Testing showed significant quality differences:
- •Haiku: Wrong stylesheet links, missing CSS, wrong values, incorrect patterns
- •Sonnet: Correct patterns, proper validation, fewer errors
| Task Type | Recommended Model | Why |
|---|---|---|
| Content generation | Sonnet | Quality matters |
| File creation | Sonnet | Patterns must be correct |
| Code writing | Sonnet | Bugs are expensive |
| Audits/reviews | Sonnet | Judgment required |
| Creative work | Opus | Maximum quality |
| Deploy scripts | Haiku (OK) | Just running commands |
| Simple format checks | Haiku (OK) | Pass/fail only |
Pattern: Default Sonnet, use Opus for creative, Haiku only when quality truly doesn't matter:
--- name: site-builder model: sonnet # Content quality matters - NOT haiku tools: Read, Write, Edit, Glob, Grep --- --- name: creative-director model: opus # Creative work needs maximum quality tools: Read, Write, Edit, Glob, Grep --- --- name: deploy-runner model: haiku # Just running wrangler commands - quality irrelevant tools: Read, Bash ---
Agent Context Considerations
Agent context usage depends heavily on the task:
| Scenario | Context | Tool Calls | Works? |
|---|---|---|---|
| Deep research agent | 130k | 90+ | ✅ Yes |
| Multi-file audit | 80k+ | 50+ | ✅ Yes |
| Simple format check | 3k | 5-10 | ✅ Yes |
| Chained orchestration | Varies | Varies | ✅ Depends on task |
Reality: Agents with 90+ tool calls and 130k context work fine when doing meaningful work. The limiting factor is task complexity, not arbitrary token limits.
What actually matters:
- •Is the agent making progress on each tool call?
- •Is context being used for real work vs redundant instructions?
- •Are results coherent at the end?
When context becomes a problem:
- •Agent starts repeating itself or losing track
- •Results become incoherent or contradictory
- •Agent "forgets" earlier findings in long sessions
Persona-Based Routing
Prevent agents from drifting into adjacent domains with explicit constraints:
--- name: frontend-specialist description: Frontend code expert. NEVER writes backend logic. tools: Read, Write, Edit, Glob, Grep --- You are a frontend specialist. BOUNDARIES: - NEVER write backend logic, API routes, or database queries - ALWAYS use React patterns consistent with the codebase - If task requires backend work, STOP and report "Requires backend specialist" FOCUS: - React components, hooks, state management - CSS/Tailwind styling - Client-side routing - Browser APIs
This prevents hallucination when agents encounter unfamiliar domains.
Hooks Patterns
Hooks enable automated validation and feedback:
Block-at-commit (enforce quality gates):
hooks:
PreToolUse:
- matcher: "Bash"
hooks:
- type: command
command: |
if [[ "$BASH_COMMAND" == *"git commit"* ]]; then
npm test || exit 1
fi
Hint hooks (non-blocking feedback):
hooks:
PostToolUse:
- matcher: "Edit|Write"
hooks:
- type: command
command: "./scripts/lint-check.sh"
# Exits 0 to continue, non-zero to warn
Best practice: Validate at commit stage, not mid-plan. Let agents work freely, catch issues before permanent changes.
Nested CLAUDE.md Context
Claude automatically loads CLAUDE.md files from subdirectories when accessing those paths:
project/
├── CLAUDE.md # Root context (always loaded)
├── src/
│ └── CLAUDE.md # Loaded when editing src/**
├── tests/
│ └── CLAUDE.md # Loaded when editing tests/**
└── docs/
└── CLAUDE.md # Loaded when editing docs/**
Use for: Directory-specific coding standards, local patterns, module documentation.

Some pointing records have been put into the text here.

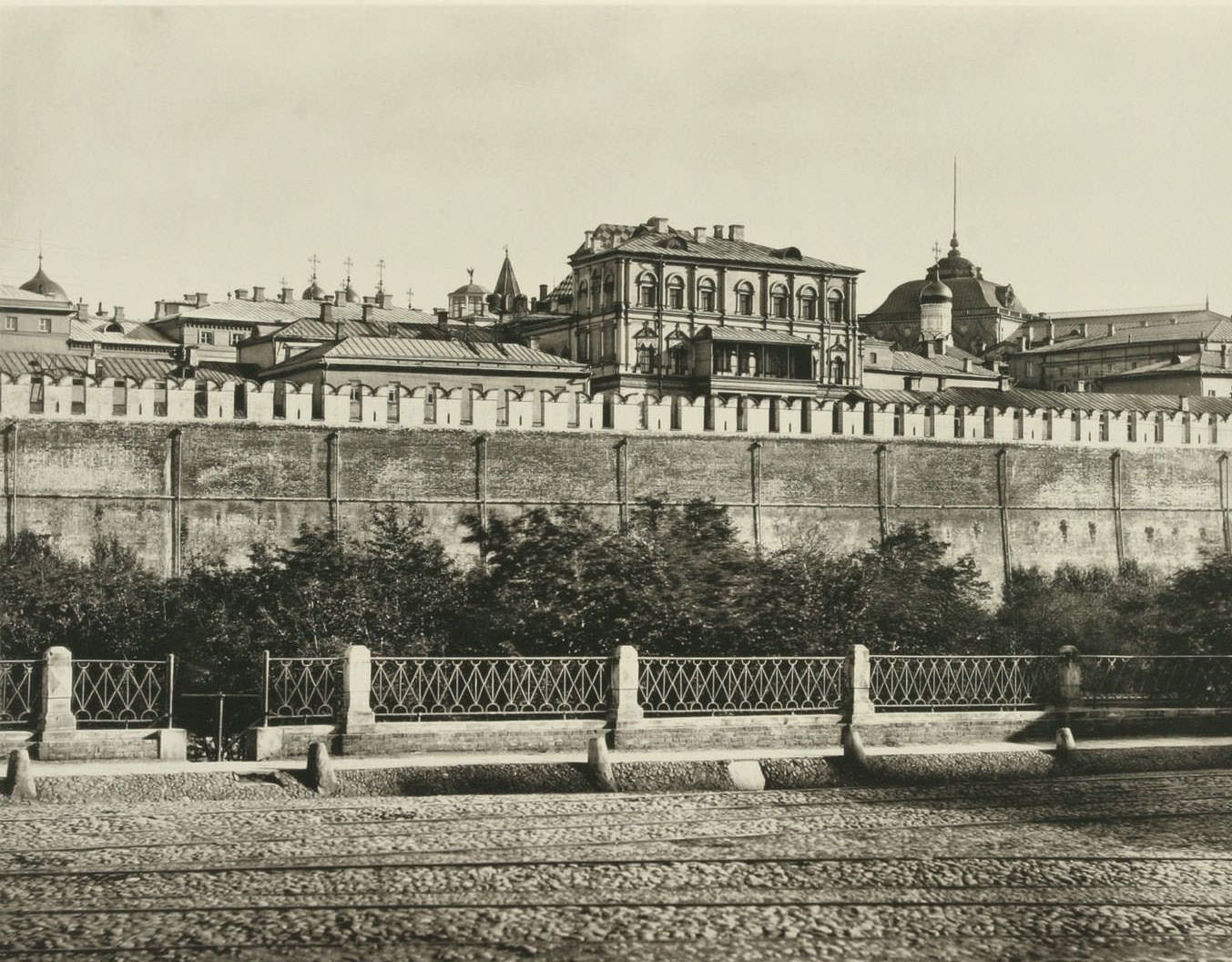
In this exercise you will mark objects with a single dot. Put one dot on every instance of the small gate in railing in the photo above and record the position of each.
(302, 690)
(443, 687)
(18, 689)
(739, 685)
(927, 682)
(122, 692)
(1157, 680)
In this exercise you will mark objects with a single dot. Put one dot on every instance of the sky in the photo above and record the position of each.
(159, 150)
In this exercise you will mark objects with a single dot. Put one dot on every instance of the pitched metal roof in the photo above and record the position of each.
(754, 335)
(641, 240)
(1155, 328)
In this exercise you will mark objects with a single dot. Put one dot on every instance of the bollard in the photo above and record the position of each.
(321, 777)
(747, 774)
(21, 781)
(852, 746)
(600, 763)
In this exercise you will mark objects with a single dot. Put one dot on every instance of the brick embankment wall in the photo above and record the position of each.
(211, 490)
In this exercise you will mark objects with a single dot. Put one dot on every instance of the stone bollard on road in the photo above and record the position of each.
(321, 777)
(20, 778)
(600, 763)
(852, 746)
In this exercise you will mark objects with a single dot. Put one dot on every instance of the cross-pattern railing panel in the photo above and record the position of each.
(739, 685)
(18, 689)
(1171, 680)
(962, 681)
(303, 690)
(418, 687)
(119, 692)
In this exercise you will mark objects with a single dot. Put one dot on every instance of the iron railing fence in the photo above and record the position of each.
(470, 687)
(679, 686)
(1158, 680)
(122, 692)
(302, 690)
(962, 681)
(18, 689)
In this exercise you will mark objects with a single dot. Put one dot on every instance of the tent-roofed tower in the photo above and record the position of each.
(506, 297)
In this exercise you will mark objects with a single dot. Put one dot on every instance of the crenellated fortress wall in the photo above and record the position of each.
(178, 485)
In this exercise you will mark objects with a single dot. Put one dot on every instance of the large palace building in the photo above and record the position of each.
(660, 310)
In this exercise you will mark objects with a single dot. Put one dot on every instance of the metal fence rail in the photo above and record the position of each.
(18, 686)
(122, 692)
(418, 687)
(962, 681)
(739, 685)
(302, 690)
(1166, 680)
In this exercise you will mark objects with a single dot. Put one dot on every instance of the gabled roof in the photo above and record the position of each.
(1207, 363)
(642, 240)
(750, 334)
(392, 352)
(1142, 328)
(131, 333)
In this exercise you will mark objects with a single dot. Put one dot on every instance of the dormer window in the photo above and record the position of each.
(744, 299)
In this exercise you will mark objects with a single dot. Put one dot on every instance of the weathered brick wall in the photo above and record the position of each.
(239, 484)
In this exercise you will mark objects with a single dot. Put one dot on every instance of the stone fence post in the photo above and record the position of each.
(857, 702)
(358, 689)
(56, 708)
(1068, 679)
(622, 704)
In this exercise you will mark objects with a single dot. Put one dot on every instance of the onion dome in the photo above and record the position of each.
(45, 285)
(935, 292)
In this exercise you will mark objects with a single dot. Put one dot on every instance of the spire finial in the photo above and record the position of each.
(953, 234)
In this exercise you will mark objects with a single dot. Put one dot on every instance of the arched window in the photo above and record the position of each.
(706, 295)
(807, 303)
(676, 292)
(779, 300)
(744, 299)
(647, 290)
(836, 307)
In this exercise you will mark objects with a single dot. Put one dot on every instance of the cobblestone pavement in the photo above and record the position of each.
(1093, 868)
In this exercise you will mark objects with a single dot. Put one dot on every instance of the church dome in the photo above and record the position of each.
(935, 292)
(45, 285)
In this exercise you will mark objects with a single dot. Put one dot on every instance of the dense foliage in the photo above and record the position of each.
(677, 581)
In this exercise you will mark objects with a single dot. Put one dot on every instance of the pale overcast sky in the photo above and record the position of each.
(161, 150)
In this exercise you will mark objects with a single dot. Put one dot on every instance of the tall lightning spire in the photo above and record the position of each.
(953, 236)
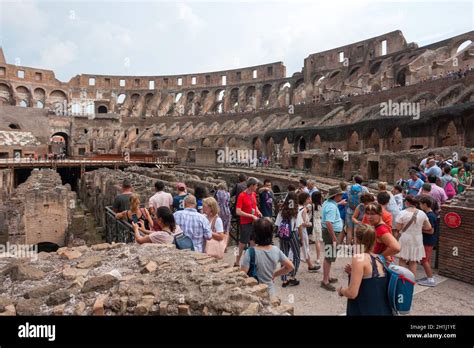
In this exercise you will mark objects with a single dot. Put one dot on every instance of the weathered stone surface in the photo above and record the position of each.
(98, 308)
(58, 297)
(20, 271)
(252, 309)
(150, 267)
(92, 261)
(28, 307)
(99, 283)
(41, 291)
(72, 273)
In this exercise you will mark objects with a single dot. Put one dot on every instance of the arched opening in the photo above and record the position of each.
(448, 134)
(463, 45)
(47, 247)
(373, 141)
(102, 109)
(266, 90)
(234, 99)
(395, 141)
(58, 144)
(302, 144)
(121, 98)
(375, 67)
(206, 142)
(402, 77)
(353, 142)
(5, 94)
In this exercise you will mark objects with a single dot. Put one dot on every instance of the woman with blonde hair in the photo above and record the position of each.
(135, 213)
(368, 280)
(215, 246)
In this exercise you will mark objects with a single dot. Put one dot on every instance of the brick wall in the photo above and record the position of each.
(457, 244)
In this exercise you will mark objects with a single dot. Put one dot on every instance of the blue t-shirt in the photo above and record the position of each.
(331, 213)
(414, 186)
(342, 208)
(266, 203)
(430, 239)
(435, 170)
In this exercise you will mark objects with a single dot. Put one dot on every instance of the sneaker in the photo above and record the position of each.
(293, 282)
(427, 282)
(328, 286)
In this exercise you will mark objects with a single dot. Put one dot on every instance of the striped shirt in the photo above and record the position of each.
(194, 225)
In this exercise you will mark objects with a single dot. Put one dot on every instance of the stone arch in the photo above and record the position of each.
(395, 141)
(220, 142)
(102, 109)
(375, 67)
(168, 144)
(206, 142)
(401, 77)
(270, 147)
(234, 99)
(301, 144)
(23, 96)
(317, 142)
(373, 140)
(448, 134)
(353, 143)
(232, 142)
(266, 93)
(58, 146)
(5, 94)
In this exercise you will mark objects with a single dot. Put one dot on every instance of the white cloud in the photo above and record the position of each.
(59, 54)
(187, 15)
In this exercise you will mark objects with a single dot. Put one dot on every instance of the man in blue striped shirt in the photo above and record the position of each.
(194, 225)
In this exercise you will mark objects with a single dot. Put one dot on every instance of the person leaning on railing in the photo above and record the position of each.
(166, 228)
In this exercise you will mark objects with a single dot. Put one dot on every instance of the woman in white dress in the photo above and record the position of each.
(411, 222)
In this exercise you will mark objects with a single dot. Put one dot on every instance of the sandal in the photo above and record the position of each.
(293, 282)
(328, 286)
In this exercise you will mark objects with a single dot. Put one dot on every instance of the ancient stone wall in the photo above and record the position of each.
(132, 279)
(39, 210)
(456, 244)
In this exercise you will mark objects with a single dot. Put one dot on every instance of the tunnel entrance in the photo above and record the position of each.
(21, 175)
(47, 247)
(373, 170)
(70, 176)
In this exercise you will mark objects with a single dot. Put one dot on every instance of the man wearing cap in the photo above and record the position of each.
(122, 201)
(331, 227)
(248, 211)
(178, 200)
(160, 198)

This is lazy-loaded context - sub-agents get relevant context without bloating main prompt.
Master-Clone vs Custom Subagent
Two philosophies for delegation:
Custom Subagents (explicit specialists):
Main Claude → task-runner agent → result
- •Pros: Isolated context, specialized prompts, reusable
- •Cons: Gatekeeper effect (main agent loses visibility)
Master-Clone (dynamic delegation):
Main Claude → Task(general-purpose) → result
- •Pros: Main agent stays informed, flexible routing
- •Cons: Less specialized, may need more guidance
Recommendation: Use custom agents for well-defined, repeated tasks. Use Task(general-purpose) for ad-hoc delegation where main context matters.
Delegation Patterns
The Sweet Spot
Best use case: Tasks that are repetitive but require judgment.

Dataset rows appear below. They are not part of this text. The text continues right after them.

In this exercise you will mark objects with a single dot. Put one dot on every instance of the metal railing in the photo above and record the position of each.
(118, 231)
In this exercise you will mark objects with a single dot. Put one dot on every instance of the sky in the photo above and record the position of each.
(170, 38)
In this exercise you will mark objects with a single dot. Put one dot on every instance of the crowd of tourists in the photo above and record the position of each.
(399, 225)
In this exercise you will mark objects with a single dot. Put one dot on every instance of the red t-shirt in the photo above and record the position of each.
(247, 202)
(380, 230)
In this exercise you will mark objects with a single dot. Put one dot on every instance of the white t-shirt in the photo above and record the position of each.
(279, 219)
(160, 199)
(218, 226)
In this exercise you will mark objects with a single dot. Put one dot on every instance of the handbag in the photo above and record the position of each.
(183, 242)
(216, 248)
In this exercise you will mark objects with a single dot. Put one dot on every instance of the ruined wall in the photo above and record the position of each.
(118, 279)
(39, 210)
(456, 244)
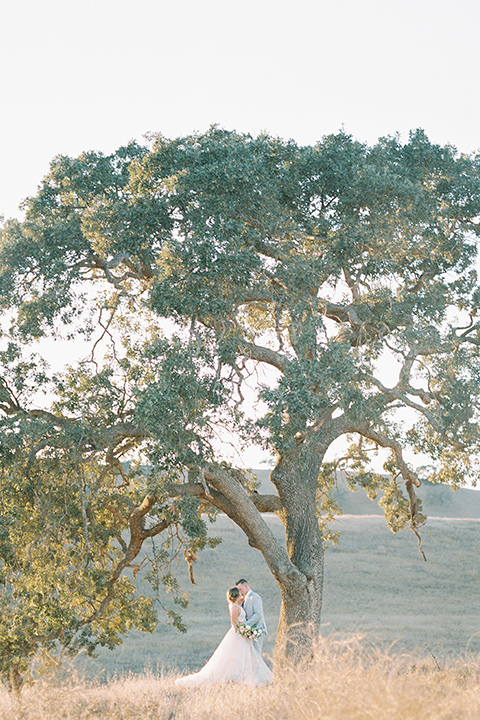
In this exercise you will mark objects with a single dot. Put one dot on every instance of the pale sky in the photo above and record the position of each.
(92, 75)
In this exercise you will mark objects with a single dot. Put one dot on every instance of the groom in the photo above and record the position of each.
(253, 606)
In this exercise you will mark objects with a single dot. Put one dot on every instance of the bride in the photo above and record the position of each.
(235, 658)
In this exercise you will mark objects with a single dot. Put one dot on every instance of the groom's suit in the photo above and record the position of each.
(253, 606)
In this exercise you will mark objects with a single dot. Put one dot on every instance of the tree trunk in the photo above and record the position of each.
(296, 481)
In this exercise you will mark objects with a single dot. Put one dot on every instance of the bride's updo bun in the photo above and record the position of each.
(233, 594)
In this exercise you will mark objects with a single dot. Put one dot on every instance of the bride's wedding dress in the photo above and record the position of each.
(234, 659)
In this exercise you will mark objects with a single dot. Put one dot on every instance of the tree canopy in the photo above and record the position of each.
(348, 271)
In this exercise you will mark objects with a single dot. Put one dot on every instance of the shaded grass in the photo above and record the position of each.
(376, 584)
(346, 680)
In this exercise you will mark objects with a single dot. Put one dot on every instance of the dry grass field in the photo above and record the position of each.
(346, 681)
(376, 584)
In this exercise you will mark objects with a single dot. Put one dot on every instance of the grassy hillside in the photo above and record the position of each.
(346, 681)
(376, 583)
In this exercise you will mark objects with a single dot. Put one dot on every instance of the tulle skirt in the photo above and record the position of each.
(236, 660)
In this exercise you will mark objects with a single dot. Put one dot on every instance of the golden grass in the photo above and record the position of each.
(345, 681)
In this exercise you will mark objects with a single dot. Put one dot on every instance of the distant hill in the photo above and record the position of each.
(438, 500)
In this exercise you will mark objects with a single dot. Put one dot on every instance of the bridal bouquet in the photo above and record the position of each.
(250, 633)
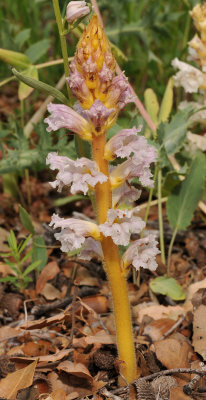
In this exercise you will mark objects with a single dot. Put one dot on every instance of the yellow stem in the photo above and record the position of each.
(117, 280)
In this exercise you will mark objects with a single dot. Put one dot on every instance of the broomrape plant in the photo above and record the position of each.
(101, 95)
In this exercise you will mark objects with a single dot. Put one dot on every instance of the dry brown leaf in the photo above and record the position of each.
(178, 394)
(98, 303)
(41, 323)
(49, 358)
(77, 369)
(48, 273)
(156, 329)
(50, 292)
(157, 311)
(173, 352)
(199, 331)
(191, 291)
(17, 380)
(6, 332)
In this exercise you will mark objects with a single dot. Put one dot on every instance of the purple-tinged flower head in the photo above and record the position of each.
(122, 144)
(125, 194)
(74, 232)
(119, 93)
(100, 116)
(138, 164)
(89, 69)
(75, 10)
(121, 224)
(79, 88)
(65, 117)
(91, 248)
(129, 170)
(141, 253)
(81, 174)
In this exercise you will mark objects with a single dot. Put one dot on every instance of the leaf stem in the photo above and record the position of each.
(160, 217)
(170, 249)
(62, 39)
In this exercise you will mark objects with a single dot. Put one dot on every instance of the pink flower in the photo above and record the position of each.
(75, 10)
(124, 143)
(73, 232)
(142, 253)
(126, 194)
(138, 165)
(119, 92)
(91, 248)
(65, 117)
(80, 174)
(98, 115)
(79, 88)
(120, 224)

✅ Good fit: - Audit 70 skills (repetitive) checking versions against docs (judgment) - Update 50 files (repetitive) deciding what needs changing (judgment) - Research 10 frameworks (repetitive) evaluating trade-offs (judgment) ❌ Poor fit: - Simple find-replace (no judgment needed, use sed/grep) - Single complex task (not repetitive, do it yourself) - Tasks with cross-item dependencies (agents work independently)
Core Prompt Template
This 5-step structure works consistently:
For each [item]: 1. Read [source file/data] 2. Verify with [external check - npm view, API, docs] 3. Check [authoritative source] 4. Evaluate/score 5. FIX issues found ← Critical: gives agent authority to act
Key elements:
- •"FIX issues found" - Without this, agents only report. With it, they take action.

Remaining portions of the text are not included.